Saturday 26 February 2022

River Elizabeth Hall : part two

How do you know when a poem is finished?

That’s a tough one. To me, “finished” is sometimes an ephemeral sensation. It happens in so many ways. Sometimes, I agonize until I just can’t polish a poem any further and I have to force myself to walk away. Sometimes, it feels like the tuning of an orchestra— each refinement a twist of the strings until all the words, the line breaks, the punctuation, the shape,  and the title sing together in harmony. Other times, I over-tune my poems and then I have to let them rest until I can see why it feels off. I then go back and loosen them up a bit. 

Very rarely, a poem lands with clear certainty and I know that it’s there. It’s so hard to explain. As well, there have been times that a poem has felt finished, and then I picked it up again much later only to see that something clearly needed to change. I’m not sure if I really believe in finished. “Finished” feels closed and I always want to remain open to the possibility that I can take a poem farther. I will never be done growing and changing as a writer (at least I hope not— that’s terrifying to imagine) and so it makes sense that some poems might continue to evolve with me.

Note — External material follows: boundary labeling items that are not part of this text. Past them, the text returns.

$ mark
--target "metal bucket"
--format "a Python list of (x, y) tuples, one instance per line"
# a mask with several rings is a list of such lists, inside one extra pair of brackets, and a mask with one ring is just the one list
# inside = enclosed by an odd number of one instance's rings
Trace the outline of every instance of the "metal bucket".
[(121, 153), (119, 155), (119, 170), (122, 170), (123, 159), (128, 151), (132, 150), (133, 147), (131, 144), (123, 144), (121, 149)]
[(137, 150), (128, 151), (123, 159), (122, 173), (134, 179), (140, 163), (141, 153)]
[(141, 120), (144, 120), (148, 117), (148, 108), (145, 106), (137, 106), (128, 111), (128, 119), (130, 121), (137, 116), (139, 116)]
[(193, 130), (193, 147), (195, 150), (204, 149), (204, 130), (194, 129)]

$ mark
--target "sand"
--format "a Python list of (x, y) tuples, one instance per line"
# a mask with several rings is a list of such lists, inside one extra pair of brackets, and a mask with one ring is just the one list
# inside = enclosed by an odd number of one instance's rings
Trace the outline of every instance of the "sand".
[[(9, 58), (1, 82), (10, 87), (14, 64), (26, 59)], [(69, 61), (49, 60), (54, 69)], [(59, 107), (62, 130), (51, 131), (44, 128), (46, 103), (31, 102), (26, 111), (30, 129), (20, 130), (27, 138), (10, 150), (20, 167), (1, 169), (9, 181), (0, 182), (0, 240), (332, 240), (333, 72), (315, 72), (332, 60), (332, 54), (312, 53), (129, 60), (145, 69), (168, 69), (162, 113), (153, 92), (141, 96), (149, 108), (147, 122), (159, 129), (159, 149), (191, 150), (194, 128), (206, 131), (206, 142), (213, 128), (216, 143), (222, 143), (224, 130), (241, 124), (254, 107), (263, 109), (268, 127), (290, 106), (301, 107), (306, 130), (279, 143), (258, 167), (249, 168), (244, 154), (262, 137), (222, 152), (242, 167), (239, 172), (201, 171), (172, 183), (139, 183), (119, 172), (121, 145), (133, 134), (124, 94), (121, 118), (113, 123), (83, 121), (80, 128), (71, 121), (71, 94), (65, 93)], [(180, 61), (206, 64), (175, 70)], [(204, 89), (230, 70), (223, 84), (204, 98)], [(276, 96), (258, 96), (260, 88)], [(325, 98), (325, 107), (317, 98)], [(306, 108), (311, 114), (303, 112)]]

All that said, there are pieces that I can’t stand to spend another second contemplating. I think this is especially true for those poems that evoke an emotion I’d like to move past, or poems that declare things I no longer believe. Those can happily exist forever—just as they are—as far as I’m concerned. They’re sort of like that old lower back tattoo you got in college that you’re relieved you can’t see on a daily basis without a mirror.